Law of Large Numbers: Formula and Examples

Key Insights

• The Law of Large Numbers guarantees that sample averages converge to expected values as sample size increases, forming the mathematical foundation for statistical inference and Monte Carlo methods • The weak law proves convergence in probability while the strong law proves almost sure convergence—a subtle but important distinction that affects how we reason about long-run behavior • Understanding LLN prevents critical errors like the gambler’s fallacy and helps engineers determine appropriate sample sizes for A/B tests, simulations, and machine learning experiments

Introduction to the Law of Large Numbers

The Law of Large Numbers (LLN) is one of the most fundamental theorems in probability theory, yet it’s frequently misunderstood by practitioners. At its core, the law states that as you increase your sample size, the sample mean converges to the expected value (theoretical mean) of the distribution. This isn’t just mathematical curiosity—it’s the principle that makes statistical inference possible.
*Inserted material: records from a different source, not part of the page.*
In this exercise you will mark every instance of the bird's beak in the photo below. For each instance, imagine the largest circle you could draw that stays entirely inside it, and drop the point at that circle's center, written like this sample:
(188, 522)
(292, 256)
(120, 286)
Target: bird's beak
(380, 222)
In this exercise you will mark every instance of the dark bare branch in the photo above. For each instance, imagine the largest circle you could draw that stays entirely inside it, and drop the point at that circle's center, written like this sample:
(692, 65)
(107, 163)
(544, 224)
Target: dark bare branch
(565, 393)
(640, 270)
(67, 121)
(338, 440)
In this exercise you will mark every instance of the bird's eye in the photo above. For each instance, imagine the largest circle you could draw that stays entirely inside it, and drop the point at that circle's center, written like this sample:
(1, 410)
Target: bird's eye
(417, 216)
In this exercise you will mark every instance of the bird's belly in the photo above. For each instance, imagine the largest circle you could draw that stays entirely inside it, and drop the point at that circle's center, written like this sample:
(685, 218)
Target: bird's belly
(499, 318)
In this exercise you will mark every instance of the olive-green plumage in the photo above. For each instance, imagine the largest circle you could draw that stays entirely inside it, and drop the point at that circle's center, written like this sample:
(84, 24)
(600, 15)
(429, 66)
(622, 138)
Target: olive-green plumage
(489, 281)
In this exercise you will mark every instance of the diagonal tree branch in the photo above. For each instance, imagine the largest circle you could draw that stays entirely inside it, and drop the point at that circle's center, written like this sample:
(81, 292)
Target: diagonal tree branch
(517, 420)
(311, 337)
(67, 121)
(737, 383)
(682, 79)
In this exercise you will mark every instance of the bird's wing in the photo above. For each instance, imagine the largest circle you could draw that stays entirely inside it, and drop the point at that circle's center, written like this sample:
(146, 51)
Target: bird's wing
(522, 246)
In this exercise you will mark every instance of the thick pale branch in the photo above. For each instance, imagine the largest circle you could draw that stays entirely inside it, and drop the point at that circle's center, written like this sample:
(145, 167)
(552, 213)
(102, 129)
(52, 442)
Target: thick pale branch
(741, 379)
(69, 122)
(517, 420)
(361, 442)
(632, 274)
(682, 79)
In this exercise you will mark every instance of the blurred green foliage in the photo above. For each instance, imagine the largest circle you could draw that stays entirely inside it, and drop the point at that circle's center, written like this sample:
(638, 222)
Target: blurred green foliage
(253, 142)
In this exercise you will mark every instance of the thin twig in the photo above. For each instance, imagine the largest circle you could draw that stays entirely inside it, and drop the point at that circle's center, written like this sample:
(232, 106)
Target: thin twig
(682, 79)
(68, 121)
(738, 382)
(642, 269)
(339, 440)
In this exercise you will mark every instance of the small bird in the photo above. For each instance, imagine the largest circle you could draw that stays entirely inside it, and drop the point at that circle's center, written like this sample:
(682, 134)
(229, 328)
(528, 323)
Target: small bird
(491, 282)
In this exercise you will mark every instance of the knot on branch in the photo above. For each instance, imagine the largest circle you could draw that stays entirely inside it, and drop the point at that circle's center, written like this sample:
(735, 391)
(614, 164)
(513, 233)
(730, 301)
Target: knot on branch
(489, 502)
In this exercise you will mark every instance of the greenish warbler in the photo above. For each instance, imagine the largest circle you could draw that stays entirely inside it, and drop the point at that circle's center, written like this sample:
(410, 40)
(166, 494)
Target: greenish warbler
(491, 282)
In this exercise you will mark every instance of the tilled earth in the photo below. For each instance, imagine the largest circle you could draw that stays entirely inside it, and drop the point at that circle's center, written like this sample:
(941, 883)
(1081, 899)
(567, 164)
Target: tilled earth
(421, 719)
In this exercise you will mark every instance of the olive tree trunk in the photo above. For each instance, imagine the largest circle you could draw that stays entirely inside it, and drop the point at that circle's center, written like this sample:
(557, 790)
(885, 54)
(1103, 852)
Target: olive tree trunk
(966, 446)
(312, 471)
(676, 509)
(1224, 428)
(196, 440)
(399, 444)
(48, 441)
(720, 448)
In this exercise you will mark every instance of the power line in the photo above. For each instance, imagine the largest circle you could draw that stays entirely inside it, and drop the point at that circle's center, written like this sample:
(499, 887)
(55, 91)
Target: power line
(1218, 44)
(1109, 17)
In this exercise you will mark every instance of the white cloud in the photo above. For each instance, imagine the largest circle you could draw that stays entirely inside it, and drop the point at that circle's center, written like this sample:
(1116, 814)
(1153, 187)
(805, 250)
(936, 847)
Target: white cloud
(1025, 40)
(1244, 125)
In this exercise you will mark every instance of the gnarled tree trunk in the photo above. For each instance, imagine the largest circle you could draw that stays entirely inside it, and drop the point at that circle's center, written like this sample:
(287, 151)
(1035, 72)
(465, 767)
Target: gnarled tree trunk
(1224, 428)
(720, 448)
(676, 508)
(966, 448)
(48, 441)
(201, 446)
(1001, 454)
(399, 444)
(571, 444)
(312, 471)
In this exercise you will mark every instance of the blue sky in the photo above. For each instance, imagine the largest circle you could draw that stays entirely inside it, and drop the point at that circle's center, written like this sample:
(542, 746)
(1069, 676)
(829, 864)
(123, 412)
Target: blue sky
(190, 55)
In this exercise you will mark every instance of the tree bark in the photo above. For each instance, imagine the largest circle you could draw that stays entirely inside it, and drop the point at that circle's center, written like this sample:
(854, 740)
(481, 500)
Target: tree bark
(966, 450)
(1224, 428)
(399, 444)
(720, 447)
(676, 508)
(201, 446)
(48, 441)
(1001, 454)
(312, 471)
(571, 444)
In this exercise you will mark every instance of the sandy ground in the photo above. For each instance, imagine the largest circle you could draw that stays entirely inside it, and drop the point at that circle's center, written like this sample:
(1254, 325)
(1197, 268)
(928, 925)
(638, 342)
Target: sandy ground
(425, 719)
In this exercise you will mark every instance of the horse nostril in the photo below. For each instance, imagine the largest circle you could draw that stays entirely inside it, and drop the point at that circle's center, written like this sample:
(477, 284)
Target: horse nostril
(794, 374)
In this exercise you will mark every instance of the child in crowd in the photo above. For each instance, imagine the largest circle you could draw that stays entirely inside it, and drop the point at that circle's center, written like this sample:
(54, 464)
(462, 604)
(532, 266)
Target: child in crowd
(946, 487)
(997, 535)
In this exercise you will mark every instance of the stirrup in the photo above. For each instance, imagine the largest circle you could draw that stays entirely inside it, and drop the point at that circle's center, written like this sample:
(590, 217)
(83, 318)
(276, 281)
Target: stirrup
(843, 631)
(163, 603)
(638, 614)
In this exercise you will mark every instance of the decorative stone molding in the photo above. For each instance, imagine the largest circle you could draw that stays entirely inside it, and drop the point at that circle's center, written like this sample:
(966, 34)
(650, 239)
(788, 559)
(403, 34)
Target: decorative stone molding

There are two forms: the weak law and the strong law. Both guarantee convergence, but they differ in the type of convergence they prove. The weak law states that the probability of the sample mean deviating from the expected value by more than any fixed amount approaches zero. The strong law makes an even stronger claim: with probability one, the sample mean will eventually converge to the expected value.

For software engineers and data scientists, LLN underpins everything from A/B testing to Monte Carlo simulations. It tells us why running more experiments gives us better estimates and why casinos always profit in the long run.

Mathematical Foundation and Formula

The weak law of large numbers can be formally stated as follows:

Let X₁, X₂, …, Xₙ be independent and identically distributed random variables with expected value μ and finite variance σ². Define the sample mean as X̄ₙ = (X₁ + X₂ + … + Xₙ) / n.

Then for any ε > 0:

lim P(|X̄ₙ - μ| > ε) = 0
n→∞

This reads: “The probability that the sample mean differs from the expected value by more than epsilon approaches zero as n approaches infinity.”

The key terms:

Sample mean (X̄ₙ): The average of your observed samples
Expected value (μ): The theoretical mean of the distribution
Convergence in probability: The probability of being far from the target shrinks to zero

Here’s a basic implementation of sample mean calculation:

import numpy as np

def calculate_sample_mean(samples):
    """Calculate sample mean from a list of observations."""
    return np.sum(samples) / len(samples)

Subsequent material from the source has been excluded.